A few days ago I posted a little puzzle about the resistance measured between two adjacent nodes in an infinite square grid made of of 1Ω resistors. There was a bit of discussion after the post that hinted at the solution but, since a few people have asked me about it, I thought I’d post a fuller answer here.

The quickest way I know to get the answer uses the Principle of Superposition, as illustrated in the following picture.

Consider two copies of the grid, both earthed at infinity. Imagine injecting a current of 1 Amp into the grid through a wire attached to node A as shown in the top left of the picture. The current will run to earth through the grid, but, by symmetry, it is obvious that 1/4 of the current entering the grid through A must travel through each of the 4 wires radiating out from it. Each of the wires leading out from A therefore carries 0.25 Amps in this solution.

Now, in the top right hand picture, forget about A, but attach a wire to B and pull out 1 Amp from the earth (at infinity). By a similar argument to the first diagram, 0.25 Amps must be flowing into B along each of the wires connected to it in the directions shown.

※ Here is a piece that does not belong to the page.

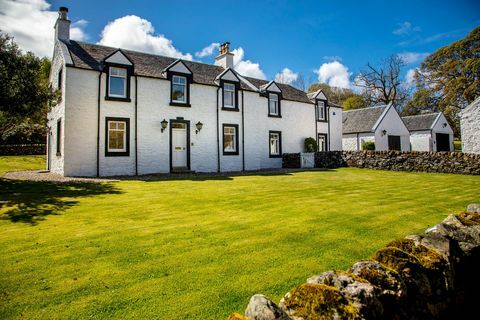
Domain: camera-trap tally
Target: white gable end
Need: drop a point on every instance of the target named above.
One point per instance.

We now have two perfectly good solutions for currents flowing in resistive networks. The principle of superposition says that if we add the two solutions we also get a solution. Adding the two configurations above means that the resistor joining A to B must be carrying 0.5 Amp (0.25 from the first solution and 0.25 from the second, both in the same direction). But this is a 1Ω resistor so the Voltage across AB must be 0.5 V.

Now think of the whole mesh as being a black box in between the input wire and output wire. This black box has a current of 1 Amp flowing through it and the voltage dropped is 0.5 V. It’s resistance is therefore 0.5 Ω.

If anyone has a better solution than this, I’d like to see it!!